China recorded a rare trade deficit over the past three months on the back of domestic economic strength and rising global commodity prices, the customs administration said on Sunday.

From January to March, China imported $1.02 billion more than it exported, marking its first quarterly trade deficit since 2004, the General Administration of Customs said.

The trade numbers showed that China's economy was evolving in a more sustainable direction, with it less reliant on exports and a bigger source of growth for the rest of the world, said Isaac Meng, economist with BNP Paribas in Beijing.

Even though the exchange rate is only slowly appreciating, strong inflation, especially labor costs, is making the rebalancing happen, and also domestic demand is so strong, Meng said.

In March alone, China reported a tiny trade surplus of $140 million, following a $7.3 billion deficit in February.

China's exports in March were up 35.8 percent from a year earlier to $152.2 billion.
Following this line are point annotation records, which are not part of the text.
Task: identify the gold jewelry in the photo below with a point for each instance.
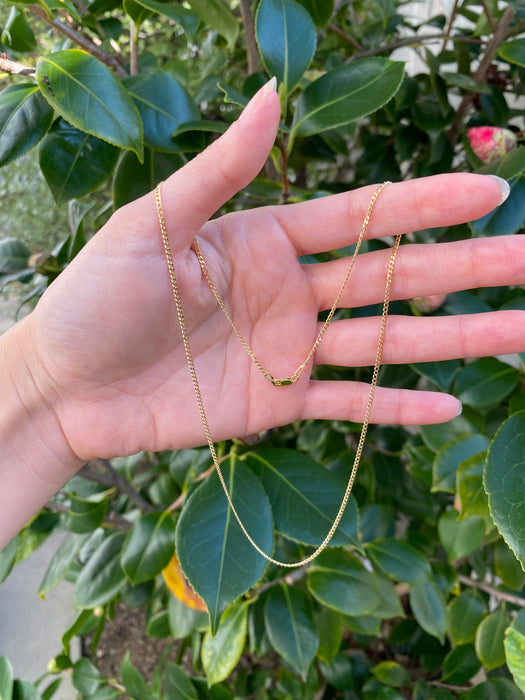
(284, 381)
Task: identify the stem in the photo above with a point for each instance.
(81, 40)
(249, 33)
(491, 590)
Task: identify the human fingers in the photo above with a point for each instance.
(347, 401)
(422, 270)
(195, 192)
(353, 342)
(332, 222)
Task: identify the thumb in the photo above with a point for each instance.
(195, 192)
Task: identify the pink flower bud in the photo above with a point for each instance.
(491, 142)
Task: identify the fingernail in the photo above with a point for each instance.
(504, 187)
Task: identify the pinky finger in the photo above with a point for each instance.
(348, 401)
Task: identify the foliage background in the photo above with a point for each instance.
(422, 594)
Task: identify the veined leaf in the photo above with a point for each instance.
(213, 552)
(289, 623)
(345, 94)
(87, 95)
(25, 117)
(286, 36)
(305, 497)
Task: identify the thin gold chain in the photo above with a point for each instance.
(285, 380)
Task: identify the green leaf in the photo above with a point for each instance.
(515, 655)
(459, 537)
(428, 606)
(133, 680)
(449, 458)
(8, 558)
(342, 582)
(391, 673)
(290, 627)
(86, 677)
(460, 665)
(178, 685)
(286, 37)
(215, 15)
(163, 105)
(464, 614)
(74, 163)
(25, 117)
(513, 51)
(134, 179)
(148, 547)
(187, 20)
(6, 678)
(399, 560)
(221, 653)
(505, 219)
(503, 479)
(214, 554)
(87, 95)
(489, 639)
(345, 94)
(305, 497)
(61, 562)
(102, 577)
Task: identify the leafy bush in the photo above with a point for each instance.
(422, 593)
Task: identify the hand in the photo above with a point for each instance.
(110, 358)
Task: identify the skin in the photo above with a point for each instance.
(98, 369)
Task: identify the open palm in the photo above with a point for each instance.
(110, 347)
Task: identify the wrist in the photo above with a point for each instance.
(35, 457)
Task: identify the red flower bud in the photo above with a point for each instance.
(491, 142)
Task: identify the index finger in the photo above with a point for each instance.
(332, 222)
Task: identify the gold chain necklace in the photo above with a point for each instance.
(284, 381)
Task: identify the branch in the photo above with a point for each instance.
(491, 590)
(481, 73)
(82, 41)
(114, 520)
(7, 65)
(249, 33)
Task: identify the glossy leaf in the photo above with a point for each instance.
(222, 565)
(286, 37)
(460, 665)
(399, 560)
(186, 19)
(222, 651)
(289, 623)
(149, 546)
(515, 655)
(305, 497)
(342, 582)
(163, 105)
(75, 163)
(178, 685)
(503, 479)
(489, 639)
(25, 117)
(61, 562)
(464, 614)
(345, 94)
(87, 95)
(218, 17)
(102, 577)
(459, 537)
(6, 678)
(450, 456)
(428, 606)
(180, 588)
(134, 179)
(513, 51)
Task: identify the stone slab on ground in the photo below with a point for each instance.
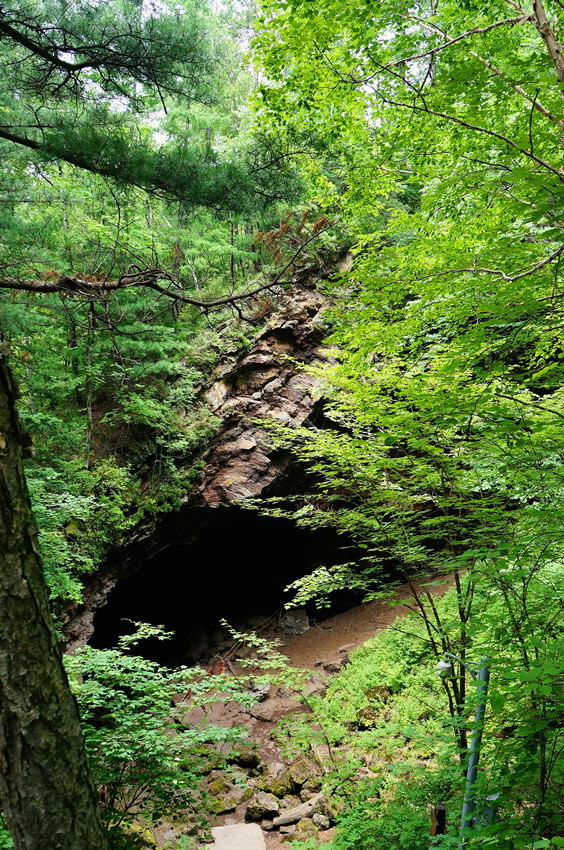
(240, 836)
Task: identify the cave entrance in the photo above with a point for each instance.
(235, 567)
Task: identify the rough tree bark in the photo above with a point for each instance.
(46, 790)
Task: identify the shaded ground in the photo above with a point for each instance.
(323, 649)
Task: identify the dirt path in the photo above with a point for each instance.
(322, 649)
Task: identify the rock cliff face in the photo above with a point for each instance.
(266, 382)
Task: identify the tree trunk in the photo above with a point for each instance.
(46, 791)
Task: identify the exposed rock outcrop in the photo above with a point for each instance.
(266, 382)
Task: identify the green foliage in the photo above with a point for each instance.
(144, 759)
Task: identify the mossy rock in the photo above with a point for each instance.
(265, 806)
(245, 756)
(140, 836)
(367, 717)
(379, 692)
(305, 829)
(304, 768)
(220, 785)
(281, 785)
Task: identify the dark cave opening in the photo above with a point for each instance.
(236, 568)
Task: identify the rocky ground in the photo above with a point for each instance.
(260, 785)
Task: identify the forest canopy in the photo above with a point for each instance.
(149, 170)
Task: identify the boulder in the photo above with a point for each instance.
(304, 810)
(281, 785)
(321, 821)
(259, 690)
(367, 717)
(263, 807)
(305, 768)
(379, 693)
(305, 830)
(226, 795)
(245, 755)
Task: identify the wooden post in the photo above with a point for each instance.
(438, 822)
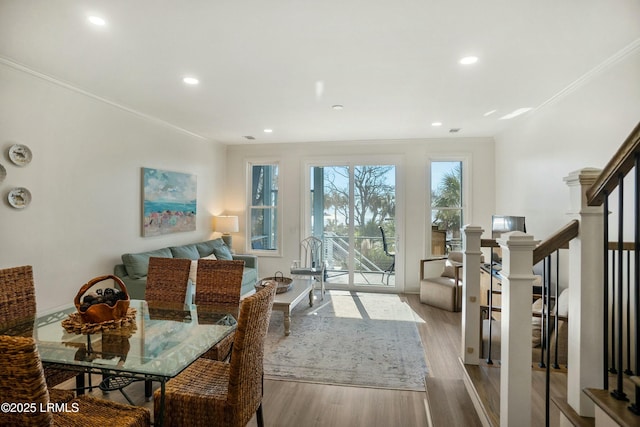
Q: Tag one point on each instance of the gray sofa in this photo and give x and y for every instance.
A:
(134, 267)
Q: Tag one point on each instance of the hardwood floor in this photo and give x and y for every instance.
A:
(288, 403)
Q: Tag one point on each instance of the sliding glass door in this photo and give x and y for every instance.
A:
(350, 206)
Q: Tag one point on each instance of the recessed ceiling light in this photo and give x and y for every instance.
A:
(515, 113)
(96, 20)
(468, 60)
(191, 81)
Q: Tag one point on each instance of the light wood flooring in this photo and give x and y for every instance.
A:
(288, 403)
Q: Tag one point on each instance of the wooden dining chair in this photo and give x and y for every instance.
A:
(167, 279)
(22, 381)
(18, 307)
(213, 393)
(218, 284)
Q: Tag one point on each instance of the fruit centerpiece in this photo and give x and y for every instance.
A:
(104, 304)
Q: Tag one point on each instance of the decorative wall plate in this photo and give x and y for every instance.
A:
(20, 154)
(19, 197)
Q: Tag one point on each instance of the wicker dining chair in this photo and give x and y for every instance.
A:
(22, 381)
(213, 393)
(167, 279)
(219, 283)
(18, 307)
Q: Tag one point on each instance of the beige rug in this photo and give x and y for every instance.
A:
(358, 339)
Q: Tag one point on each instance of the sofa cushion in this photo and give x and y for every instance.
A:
(137, 265)
(193, 271)
(223, 252)
(186, 251)
(206, 248)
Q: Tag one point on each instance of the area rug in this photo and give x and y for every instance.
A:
(358, 339)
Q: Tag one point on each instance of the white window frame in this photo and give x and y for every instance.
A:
(466, 191)
(277, 252)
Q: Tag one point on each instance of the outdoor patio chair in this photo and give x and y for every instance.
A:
(385, 246)
(311, 261)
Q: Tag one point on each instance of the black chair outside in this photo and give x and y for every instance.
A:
(391, 269)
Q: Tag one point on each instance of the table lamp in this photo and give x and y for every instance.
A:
(226, 224)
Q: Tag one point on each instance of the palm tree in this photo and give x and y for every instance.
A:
(448, 197)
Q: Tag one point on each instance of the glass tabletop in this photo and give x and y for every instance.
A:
(161, 342)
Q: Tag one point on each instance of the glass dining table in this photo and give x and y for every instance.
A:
(156, 345)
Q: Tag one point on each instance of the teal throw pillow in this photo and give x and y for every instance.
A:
(186, 252)
(137, 265)
(223, 252)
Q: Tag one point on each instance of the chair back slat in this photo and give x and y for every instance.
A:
(17, 296)
(246, 369)
(167, 279)
(219, 282)
(22, 381)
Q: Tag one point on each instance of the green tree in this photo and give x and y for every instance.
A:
(447, 201)
(374, 196)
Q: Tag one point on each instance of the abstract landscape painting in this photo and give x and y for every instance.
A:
(169, 202)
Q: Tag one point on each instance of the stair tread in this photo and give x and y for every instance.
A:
(574, 418)
(618, 410)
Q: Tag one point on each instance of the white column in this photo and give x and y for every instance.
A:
(515, 372)
(470, 348)
(585, 356)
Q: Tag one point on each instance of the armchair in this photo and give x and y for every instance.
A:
(444, 291)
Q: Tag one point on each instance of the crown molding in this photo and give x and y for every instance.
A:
(69, 86)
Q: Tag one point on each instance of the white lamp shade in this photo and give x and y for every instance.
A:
(225, 224)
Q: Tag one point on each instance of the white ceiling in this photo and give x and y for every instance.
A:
(392, 64)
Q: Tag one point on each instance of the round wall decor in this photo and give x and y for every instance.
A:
(20, 154)
(19, 197)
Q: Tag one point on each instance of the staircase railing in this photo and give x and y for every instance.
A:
(619, 289)
(549, 316)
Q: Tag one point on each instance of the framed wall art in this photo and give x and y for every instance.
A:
(169, 202)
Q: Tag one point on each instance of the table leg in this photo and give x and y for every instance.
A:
(287, 322)
(80, 384)
(148, 390)
(160, 419)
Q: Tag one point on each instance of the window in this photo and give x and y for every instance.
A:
(446, 206)
(263, 208)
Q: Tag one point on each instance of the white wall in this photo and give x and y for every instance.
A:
(582, 129)
(413, 181)
(85, 179)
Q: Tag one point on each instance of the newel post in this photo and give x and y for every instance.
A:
(585, 358)
(517, 292)
(470, 348)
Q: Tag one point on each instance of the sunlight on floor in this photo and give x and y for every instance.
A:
(361, 305)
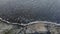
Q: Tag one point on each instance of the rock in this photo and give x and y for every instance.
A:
(37, 27)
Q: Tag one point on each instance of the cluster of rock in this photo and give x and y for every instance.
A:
(37, 27)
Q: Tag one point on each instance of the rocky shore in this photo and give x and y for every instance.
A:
(37, 27)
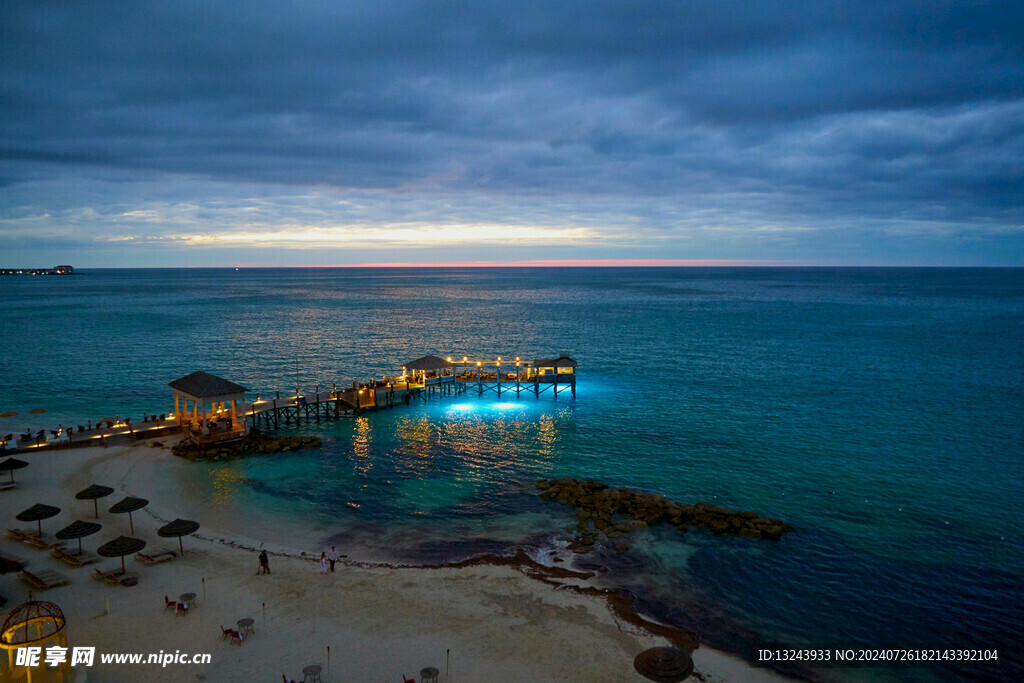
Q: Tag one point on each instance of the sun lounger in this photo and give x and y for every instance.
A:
(157, 558)
(11, 559)
(43, 580)
(42, 543)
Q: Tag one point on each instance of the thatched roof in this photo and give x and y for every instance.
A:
(37, 512)
(666, 665)
(129, 504)
(93, 492)
(78, 529)
(177, 528)
(205, 385)
(121, 546)
(427, 364)
(562, 360)
(45, 617)
(12, 464)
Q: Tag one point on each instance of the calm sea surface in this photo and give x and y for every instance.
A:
(879, 411)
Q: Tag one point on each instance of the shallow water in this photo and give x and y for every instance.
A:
(879, 411)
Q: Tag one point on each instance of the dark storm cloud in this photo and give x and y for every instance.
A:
(787, 111)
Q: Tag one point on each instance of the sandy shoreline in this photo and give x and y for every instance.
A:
(380, 623)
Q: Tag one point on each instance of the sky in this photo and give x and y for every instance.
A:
(261, 133)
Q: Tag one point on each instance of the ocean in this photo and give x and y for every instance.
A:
(880, 411)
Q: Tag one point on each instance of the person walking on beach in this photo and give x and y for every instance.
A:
(332, 557)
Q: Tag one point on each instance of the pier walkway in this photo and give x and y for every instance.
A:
(420, 379)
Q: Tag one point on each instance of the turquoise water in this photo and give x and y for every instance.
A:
(880, 411)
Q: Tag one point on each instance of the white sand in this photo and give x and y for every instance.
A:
(379, 624)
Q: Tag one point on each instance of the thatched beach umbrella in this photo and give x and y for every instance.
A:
(120, 547)
(129, 504)
(178, 528)
(12, 464)
(37, 513)
(667, 665)
(92, 494)
(78, 529)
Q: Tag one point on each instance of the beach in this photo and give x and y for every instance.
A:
(472, 623)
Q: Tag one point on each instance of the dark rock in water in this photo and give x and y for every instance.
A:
(617, 511)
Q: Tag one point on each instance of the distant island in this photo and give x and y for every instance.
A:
(55, 270)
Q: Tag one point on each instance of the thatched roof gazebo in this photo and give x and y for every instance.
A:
(12, 464)
(216, 407)
(33, 624)
(178, 528)
(129, 504)
(78, 529)
(37, 513)
(423, 366)
(121, 546)
(94, 493)
(666, 665)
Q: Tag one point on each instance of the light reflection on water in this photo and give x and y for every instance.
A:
(897, 389)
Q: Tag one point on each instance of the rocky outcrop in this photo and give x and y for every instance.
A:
(613, 512)
(253, 444)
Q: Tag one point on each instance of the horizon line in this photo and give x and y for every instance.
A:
(605, 262)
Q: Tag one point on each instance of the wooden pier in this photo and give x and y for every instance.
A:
(419, 380)
(218, 411)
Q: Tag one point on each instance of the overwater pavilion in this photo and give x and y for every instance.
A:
(216, 411)
(428, 367)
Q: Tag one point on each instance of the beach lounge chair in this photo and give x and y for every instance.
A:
(157, 558)
(43, 580)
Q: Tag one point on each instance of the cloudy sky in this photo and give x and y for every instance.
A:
(348, 132)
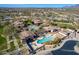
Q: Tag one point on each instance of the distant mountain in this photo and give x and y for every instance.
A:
(75, 6)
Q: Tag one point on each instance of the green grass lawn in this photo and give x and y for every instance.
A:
(64, 25)
(3, 43)
(12, 47)
(1, 29)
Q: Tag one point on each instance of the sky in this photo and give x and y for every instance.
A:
(35, 5)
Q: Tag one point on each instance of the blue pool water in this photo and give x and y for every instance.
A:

But imports also surged 27.3 percent from a year earlier to a record size of $152.1 billion.

Rising prices helped to drive Chinese imports. For instance, average imported prices of iron ore, a key input for Chinese steelmakers, jumped 59.5 percent in the first quarter from a year earlier, the customs administration said.

Meng said China's export momentum may wane.

People are still trying to assess the impact of Japan, so it's not easy to say whether this pace can be maintained. It is likely to slow down much more in the second quarter, he said.

Economists had expected exports to rise 21.0 percent year on year and imports to increase 19.5 percent year on year, resulting in a trade deficit of $4.2 billion.